This project is a cooperation between Fortum Distribution AB and The Royal Institute of Technology (KTH). When maintaining and operating a power distribution system, which is the task of Fortum Distribution AB, the aim is to always be able to deliver electric energy to the customers.
A 100% reliability is however not a realistic goal since too high reliability would cost too much. The net planners at Fortum have to choose the most cost effective investments. Due to the complexity of the power system, grid analyses are expensive and simplifications have to be made.
In this study it is examined if Fortum Distribution AB’s methods for prioritizing between different reliability investments for the rural power distribution system are detailed enough to give the same result as more complex methods.
This is done by creating theoretical models of two 11 kV lines out of two different substations in a rural part of Fortum’s grid.
The fault management process at Fortum Distribution AB is thoroughly described and implemented in the theoretical models of the two case lines.
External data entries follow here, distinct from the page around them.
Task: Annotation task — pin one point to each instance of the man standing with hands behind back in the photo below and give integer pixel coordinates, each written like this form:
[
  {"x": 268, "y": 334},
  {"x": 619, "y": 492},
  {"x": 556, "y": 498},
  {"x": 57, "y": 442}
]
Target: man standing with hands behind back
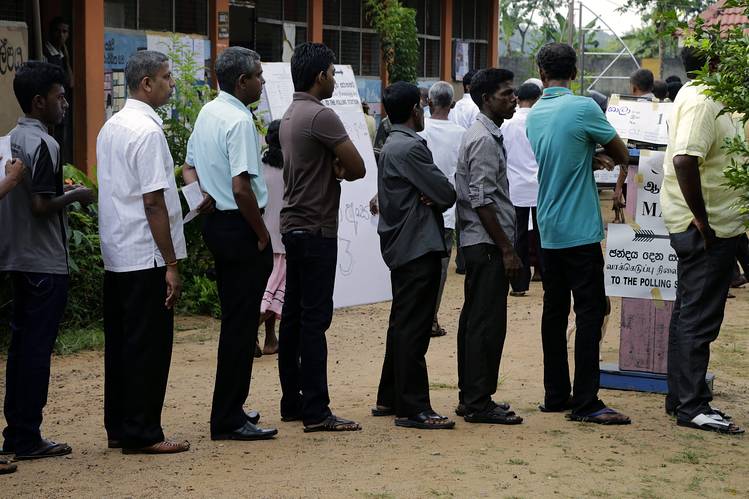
[
  {"x": 318, "y": 155},
  {"x": 140, "y": 225}
]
The time it takes to perform specific tasks in the fault management are listed for future reference.
A couple of investments for better reliability are applied to the case lines. The effect on reliability and cost efficiency of different investments allow for the investments to be prioritized after which are better to implement.
One of the case lines is in an area where reliability investments have already been performed. This line is chosen because the results from the analysis then can be compared to the real investments. To test and apply the result the other case study is performed on an area that has not yet been renovated. For this case line cost-efficient investments are recommended.
The conclusion of the analyses is that the detail level of the analyses made by Fortum Distribution AB most likely are sufficient for today’s grid. However, because of the ongoing project to weather-secure the grid, changing overhead lines for underground cables is the number one priority.
The analysis in this study could have reflected the effect of extreme weather better, but even so, the result shows such a significantly lower cost-efficiency for investing in cables that it might be favorable for Fortum Distribution AB to review the benefits of changing overhead lines for underground cables. In some cases other investments might be more beneficial.